Александр достал из подставки один из кухонных ножей и молча протянул ей. Мира лишь яростно блеснула глазами: в свете последних событий черный юмор был еще менее уместен, чем когда‑либо.
— Знаешь ли, в одном женском журнале я вычитала, что если пырнуть парня ножом, то это не поспособствует укреплению отношений, а в другом глянцевом журнале — он назывался «Уголовный кодекс» — я прочла, что за это еще и срок дают.
— Тебе надо меньше читать журналов, — усмехнулся Александр и сжал лезвие ножа в ладони.
Поморщившись от боли, он разжал пальцы.
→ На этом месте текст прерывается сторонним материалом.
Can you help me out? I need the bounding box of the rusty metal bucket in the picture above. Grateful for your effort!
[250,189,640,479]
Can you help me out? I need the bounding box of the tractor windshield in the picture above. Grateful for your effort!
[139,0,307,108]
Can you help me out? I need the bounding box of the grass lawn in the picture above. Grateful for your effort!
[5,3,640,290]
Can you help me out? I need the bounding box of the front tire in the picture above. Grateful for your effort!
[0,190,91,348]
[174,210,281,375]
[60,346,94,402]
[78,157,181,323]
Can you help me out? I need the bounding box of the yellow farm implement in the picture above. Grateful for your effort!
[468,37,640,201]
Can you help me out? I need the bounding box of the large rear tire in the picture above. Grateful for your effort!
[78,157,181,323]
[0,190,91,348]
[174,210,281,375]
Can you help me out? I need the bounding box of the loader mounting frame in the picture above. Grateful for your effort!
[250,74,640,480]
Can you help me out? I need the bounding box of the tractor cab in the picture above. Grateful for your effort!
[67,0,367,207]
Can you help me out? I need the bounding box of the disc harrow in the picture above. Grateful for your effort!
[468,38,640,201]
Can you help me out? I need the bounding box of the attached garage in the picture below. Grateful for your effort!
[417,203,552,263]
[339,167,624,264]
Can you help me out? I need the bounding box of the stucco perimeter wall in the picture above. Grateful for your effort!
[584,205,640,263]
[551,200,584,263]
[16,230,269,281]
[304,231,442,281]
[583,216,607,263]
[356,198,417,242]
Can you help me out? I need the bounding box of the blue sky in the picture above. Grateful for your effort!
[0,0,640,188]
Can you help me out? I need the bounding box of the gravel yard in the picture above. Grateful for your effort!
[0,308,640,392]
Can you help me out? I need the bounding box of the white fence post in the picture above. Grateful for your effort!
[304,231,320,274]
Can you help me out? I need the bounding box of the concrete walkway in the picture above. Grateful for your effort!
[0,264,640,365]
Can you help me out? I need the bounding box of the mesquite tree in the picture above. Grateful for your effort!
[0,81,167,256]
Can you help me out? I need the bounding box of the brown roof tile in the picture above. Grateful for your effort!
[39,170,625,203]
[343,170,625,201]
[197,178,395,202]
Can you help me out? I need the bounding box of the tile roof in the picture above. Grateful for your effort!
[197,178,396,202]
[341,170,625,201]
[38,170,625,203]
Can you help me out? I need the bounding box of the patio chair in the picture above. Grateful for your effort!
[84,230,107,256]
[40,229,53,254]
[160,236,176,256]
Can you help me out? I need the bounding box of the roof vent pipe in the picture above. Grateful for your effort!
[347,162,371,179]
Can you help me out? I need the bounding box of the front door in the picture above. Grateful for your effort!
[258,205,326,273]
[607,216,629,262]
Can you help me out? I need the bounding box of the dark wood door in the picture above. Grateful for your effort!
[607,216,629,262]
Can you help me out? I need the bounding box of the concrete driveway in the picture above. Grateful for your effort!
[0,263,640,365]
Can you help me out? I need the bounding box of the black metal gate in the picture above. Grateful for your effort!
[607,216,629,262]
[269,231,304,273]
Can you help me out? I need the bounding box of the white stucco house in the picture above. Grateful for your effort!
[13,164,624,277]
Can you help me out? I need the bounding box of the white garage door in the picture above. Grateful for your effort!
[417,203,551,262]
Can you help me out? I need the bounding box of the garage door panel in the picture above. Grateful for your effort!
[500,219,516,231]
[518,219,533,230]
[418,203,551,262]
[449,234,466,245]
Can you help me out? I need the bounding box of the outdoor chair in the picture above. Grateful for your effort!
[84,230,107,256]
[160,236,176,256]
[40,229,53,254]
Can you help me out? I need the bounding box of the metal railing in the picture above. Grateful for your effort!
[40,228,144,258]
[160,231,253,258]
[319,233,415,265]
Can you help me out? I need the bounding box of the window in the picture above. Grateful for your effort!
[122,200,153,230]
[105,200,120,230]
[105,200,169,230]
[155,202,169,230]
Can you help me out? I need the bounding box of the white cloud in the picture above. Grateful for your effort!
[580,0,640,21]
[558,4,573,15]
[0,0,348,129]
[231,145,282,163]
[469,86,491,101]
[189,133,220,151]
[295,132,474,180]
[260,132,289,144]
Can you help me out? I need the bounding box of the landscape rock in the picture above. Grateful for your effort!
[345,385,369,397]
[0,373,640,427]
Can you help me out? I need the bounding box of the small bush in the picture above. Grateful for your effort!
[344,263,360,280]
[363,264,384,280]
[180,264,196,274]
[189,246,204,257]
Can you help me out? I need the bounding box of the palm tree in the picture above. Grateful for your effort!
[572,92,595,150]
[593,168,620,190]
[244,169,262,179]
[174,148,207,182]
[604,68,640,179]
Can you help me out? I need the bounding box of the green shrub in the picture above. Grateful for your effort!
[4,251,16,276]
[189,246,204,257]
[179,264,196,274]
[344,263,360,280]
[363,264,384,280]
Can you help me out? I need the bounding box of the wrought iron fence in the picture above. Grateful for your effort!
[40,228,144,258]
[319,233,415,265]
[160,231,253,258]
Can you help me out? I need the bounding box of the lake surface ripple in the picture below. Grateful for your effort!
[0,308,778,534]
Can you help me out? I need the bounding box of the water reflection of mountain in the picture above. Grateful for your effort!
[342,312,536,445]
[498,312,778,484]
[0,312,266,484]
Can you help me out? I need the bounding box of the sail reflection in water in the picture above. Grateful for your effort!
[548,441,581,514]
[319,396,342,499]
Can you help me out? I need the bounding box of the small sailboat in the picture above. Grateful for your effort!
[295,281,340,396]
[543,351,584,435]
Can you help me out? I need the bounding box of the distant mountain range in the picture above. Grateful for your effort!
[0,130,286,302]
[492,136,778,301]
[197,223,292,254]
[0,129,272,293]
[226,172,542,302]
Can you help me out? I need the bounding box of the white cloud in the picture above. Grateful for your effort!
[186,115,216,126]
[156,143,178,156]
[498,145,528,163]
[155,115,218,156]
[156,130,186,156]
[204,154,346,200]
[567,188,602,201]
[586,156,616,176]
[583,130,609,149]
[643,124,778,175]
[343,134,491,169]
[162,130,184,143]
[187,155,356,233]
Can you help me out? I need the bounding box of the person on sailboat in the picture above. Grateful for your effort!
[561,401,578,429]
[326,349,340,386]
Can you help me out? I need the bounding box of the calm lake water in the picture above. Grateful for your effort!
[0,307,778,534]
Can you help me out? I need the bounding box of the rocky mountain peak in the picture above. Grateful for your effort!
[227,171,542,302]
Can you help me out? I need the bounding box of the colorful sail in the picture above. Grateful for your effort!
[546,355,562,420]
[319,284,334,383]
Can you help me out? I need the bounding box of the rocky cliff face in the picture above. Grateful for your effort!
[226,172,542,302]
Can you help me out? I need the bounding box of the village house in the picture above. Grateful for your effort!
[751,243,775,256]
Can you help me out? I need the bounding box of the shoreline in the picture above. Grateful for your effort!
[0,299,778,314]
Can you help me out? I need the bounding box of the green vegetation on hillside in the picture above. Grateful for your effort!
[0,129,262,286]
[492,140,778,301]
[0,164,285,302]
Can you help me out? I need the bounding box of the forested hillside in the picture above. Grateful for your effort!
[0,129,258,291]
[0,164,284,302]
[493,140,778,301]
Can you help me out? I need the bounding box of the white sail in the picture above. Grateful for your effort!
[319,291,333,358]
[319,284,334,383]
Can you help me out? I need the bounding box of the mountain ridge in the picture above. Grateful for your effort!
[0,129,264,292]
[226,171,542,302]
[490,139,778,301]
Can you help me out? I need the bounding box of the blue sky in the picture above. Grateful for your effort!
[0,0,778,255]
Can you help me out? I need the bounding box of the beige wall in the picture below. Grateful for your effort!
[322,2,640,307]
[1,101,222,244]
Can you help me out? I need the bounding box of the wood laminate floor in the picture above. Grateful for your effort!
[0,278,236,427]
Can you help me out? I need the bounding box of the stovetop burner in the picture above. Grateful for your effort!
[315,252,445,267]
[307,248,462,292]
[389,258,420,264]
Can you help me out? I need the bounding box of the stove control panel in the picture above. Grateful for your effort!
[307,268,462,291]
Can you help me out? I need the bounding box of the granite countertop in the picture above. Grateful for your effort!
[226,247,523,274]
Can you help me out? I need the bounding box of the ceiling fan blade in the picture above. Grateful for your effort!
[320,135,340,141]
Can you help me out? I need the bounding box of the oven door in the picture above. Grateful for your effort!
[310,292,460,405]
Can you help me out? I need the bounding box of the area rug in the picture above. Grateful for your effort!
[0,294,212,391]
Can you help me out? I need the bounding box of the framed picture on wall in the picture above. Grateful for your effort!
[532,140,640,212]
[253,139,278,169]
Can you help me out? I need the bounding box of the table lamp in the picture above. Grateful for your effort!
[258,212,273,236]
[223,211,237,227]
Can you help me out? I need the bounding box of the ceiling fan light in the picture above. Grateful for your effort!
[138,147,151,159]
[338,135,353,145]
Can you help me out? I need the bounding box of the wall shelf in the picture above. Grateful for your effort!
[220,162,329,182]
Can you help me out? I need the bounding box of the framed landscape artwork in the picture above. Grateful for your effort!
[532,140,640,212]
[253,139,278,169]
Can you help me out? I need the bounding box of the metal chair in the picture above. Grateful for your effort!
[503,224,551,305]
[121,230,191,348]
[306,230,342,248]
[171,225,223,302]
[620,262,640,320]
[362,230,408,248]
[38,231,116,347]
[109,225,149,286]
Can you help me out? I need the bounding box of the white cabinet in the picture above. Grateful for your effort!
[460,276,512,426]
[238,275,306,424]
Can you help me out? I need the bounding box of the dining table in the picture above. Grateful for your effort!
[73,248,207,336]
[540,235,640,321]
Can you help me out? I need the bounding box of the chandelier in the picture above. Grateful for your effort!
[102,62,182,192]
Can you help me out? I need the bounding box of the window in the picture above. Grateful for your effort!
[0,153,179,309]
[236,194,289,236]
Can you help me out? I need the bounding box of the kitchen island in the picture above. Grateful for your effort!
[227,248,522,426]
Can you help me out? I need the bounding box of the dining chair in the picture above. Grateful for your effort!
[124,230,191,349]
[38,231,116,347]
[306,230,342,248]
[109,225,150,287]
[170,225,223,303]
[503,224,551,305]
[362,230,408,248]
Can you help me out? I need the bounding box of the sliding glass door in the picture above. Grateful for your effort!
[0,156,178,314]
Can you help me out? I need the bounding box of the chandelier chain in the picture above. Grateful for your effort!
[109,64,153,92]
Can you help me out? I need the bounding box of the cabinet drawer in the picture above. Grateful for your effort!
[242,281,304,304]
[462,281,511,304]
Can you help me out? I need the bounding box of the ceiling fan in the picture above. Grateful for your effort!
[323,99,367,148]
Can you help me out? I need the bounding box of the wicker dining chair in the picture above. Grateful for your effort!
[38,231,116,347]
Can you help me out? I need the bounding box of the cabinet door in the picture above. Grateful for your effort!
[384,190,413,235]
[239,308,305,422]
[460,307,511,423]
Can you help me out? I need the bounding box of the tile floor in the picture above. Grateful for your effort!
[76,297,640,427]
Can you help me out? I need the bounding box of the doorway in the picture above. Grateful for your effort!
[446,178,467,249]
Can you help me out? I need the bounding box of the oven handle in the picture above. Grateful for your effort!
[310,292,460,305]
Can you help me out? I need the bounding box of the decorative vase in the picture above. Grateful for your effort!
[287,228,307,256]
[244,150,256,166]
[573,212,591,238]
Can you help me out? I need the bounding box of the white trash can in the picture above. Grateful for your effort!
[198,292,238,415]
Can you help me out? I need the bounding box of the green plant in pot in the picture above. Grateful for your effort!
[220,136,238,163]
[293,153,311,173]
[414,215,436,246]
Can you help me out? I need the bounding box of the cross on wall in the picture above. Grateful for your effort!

Кровь струей потекла из глубокого пореза.
— Ты… сумасшедший! — выдохнула Мира и метнулась в сторону. Но Александру, как видно, было не интересно, собирается ли она оказать ему первую помощь или просто очутиться подальше от мазохиста. Молодой человек схватил ее здоровой рукой запястье и сжал его почти до боли, пресекая таким образом любые попытки высвободиться.
— Смотри! — это была не просьба, а приказ.
Мира, как завороженная, уставилась на порез. Кровь свободно стекала по пальцам, и было в этом что‑то чарующе пугающее.
Но ток крови быстро ослаб и вскоре совсем прекратился. Края раны стали сходиться. Не прошло и минуты, как порез зажил полностью, не оставив даже шрама — лишь пятно запекшейся крови.